Week 8 (Simple Linear Regression) Flashcards
Regression
-Uses correlation to predict values of one variable from another
-Prediction is done by finding a regression line that best represents the data
Regression terminology
-X axis: Predictor/ explanatory/ Independent variable
-Y axis: Outcome / criterion / dependent variable (DV)
Simple regression equation
Y = b0 + b1 X + e
b0 = intercept
b1 X = slope of the line
e = error
Error in regression equation
Residual or prediction error
-The difference between the observed value of the outcome variable and what the model predicts (e = Yobs - Ypred)
Residual sum of squares
-Residuals can be positive or negative
-If we add the residuals, the positive ones will cancel out the negative ones, so we square them before we add them up
-We refer to this total as the sum of squared residuals or residual sum of squares (denoted by SSr)
-SSr is a gauge of how well the model (line) fits the data: the smaller SSr, the better fit.
-Tells us how much ERROR there is in the model
-BUT doesn’t tell us whether the model is better than nothing (the line of best fit can still be a lousy fit)

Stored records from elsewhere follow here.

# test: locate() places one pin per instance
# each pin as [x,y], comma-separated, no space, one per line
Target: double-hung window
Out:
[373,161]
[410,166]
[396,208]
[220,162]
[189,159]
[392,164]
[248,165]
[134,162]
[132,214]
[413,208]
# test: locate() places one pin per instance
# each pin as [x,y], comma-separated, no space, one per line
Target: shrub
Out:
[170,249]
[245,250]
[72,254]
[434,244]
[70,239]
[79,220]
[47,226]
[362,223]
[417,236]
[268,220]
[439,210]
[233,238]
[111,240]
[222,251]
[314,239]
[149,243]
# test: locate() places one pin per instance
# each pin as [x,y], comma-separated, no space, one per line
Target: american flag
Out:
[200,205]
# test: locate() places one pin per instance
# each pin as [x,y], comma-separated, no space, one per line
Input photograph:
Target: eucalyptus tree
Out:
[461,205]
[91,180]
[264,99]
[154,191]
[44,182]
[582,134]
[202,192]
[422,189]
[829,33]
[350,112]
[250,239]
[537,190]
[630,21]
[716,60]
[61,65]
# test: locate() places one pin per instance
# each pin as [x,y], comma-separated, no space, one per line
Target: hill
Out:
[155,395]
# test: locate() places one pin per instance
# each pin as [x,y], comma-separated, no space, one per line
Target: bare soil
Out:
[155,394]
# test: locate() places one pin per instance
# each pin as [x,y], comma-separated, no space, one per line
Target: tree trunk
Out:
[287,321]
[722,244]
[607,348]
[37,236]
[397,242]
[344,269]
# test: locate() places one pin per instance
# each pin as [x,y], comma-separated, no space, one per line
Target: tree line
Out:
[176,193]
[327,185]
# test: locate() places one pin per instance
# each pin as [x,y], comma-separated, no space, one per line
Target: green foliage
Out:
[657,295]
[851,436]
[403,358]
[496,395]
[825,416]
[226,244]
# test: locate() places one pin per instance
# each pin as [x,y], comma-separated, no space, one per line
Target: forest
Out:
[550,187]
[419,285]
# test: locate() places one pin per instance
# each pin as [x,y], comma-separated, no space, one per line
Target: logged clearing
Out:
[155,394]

-We need to compare the model against a baseline to see whether it improves our prediction
Total Sum of Squares (SSt)
-Using the mean of observed Y as a baseline model
-Assuming no relationship between Y and X
-The sum of squared differences between the Yobs and the sample mean
-In this baseline model: SSt = SSr
Model sum of squares
SStotal = SSmodel + SSresidual
-Sum of squared differences between the Ypred and the sample mean.
-It represents the improvement from the baseline model to the regression line
R squared
Variance in the outcome explained by the model (divided by) total variance in the outcome variable to be explained
-This provides the proportion of variance accounted for by the model
-R squared value ranges between 0 and 1. The higher the value, the better the model.
-Interpret R squared as a percentage
-E.g, if you have an r squared of .69, 69% f the variance in the outcome variable is explained by the model.